Dosimetric feasibility of the hybrid Magnetic Resonance Imaging (MRI)-linac System (MRL) for brain metastases: The impact of the magnetic field

Background and purpose We aimed to investigate the suitability of treating patients with single brain metastases using stereotactic radiosurgery (SRS) with the MRL and to characterize the dosimetric impact at tissue-air interfaces resulting primarily from the electron return effect (ERE). Material and methods 24 patients treated for intact single brain metastases were analyzed. Three radiotherapy plans with the same prescribed dose were generated for each case: (1) noncoplanar volumetric modulated arc therapy (VMAT), (2) coplanar step-and-shoot intensity modulated radiotherapy (IMRT) on the MRL in the absence (MRLB=0), and (3) in the presence of the transverse magnetic field (MRLB=1.5). The plans were evaluated using cumulative dose–volume histograms and by calculation of Paddick conformity index (CI), V100%, V12Gy minus gross tumor volume (V12Gy – GTV), and V2Gy. At tissue-air boundaries, the dosimetric impact of the magnetic field was quantified using a 5 mm rim of tissue.
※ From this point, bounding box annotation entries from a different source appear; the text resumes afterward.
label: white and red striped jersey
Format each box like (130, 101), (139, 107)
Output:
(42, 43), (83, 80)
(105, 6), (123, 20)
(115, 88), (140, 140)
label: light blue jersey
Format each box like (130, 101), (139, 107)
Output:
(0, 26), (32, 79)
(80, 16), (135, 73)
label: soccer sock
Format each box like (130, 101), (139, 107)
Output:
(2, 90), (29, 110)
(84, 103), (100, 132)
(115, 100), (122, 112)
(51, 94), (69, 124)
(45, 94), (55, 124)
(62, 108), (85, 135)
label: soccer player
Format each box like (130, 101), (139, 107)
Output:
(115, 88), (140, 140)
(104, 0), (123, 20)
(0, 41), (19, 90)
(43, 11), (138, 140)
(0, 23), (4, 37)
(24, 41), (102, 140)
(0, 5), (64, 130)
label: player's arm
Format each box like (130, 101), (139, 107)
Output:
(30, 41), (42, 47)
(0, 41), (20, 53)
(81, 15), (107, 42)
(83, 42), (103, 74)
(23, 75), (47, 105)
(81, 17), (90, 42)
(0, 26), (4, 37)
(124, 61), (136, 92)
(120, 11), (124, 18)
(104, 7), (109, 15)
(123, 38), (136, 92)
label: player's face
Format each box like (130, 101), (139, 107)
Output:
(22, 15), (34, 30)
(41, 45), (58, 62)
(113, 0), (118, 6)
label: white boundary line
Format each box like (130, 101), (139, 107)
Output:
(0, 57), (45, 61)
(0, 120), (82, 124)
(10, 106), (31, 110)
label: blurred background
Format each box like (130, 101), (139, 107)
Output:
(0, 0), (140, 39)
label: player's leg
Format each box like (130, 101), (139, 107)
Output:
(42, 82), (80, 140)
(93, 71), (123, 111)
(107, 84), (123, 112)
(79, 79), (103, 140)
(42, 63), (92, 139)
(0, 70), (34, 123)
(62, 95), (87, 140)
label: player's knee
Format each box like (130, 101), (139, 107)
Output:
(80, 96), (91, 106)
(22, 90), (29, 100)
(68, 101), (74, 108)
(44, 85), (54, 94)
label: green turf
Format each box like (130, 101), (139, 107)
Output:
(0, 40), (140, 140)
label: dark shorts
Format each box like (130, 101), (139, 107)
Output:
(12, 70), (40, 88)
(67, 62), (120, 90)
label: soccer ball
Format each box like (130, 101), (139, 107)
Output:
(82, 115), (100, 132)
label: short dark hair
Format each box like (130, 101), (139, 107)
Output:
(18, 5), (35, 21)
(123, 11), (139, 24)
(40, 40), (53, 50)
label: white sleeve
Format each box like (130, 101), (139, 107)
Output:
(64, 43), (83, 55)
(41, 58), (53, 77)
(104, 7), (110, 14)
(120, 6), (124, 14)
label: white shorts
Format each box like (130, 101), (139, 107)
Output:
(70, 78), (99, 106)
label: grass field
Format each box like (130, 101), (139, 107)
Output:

Results All plans met the target coverage and organs-at-risk planning objectives. Differences between all investigated dosimetric parameters significantly favored the VMAT plans as compared to the MRLB=0 and MRLB=1.5 plans, except for V2Gy. The mean V12Gy – GTV and V2Gy marginally favored the MRLB=0 plans compared to the MRLB=1.5 plans (mean difference: 0.45 cm ³, p = 0.0019 and 16.46 cm ³, p < 0.0001, respectively). The presence of the magnetic field resulted in a statistically significant but small increase in mean dose and D _2cc in the skin (0.08 Gy, p < 0.0001 and 0.6 Gy, p < 0.0001, respectively) and around air cavities (0.07 Gy, p = 0.0092 and 0.3 Gy, p = 0.0004, respectively). Conclusions It is feasible to generate stereotactic radiation plans that satisfy clinical requirements using the MRL in the setting of single brain metastases. The dosimetric impact of the magnetic field including the ERE at tissue-air boundaries is minor and does not negatively impact target conformity or dose gradient.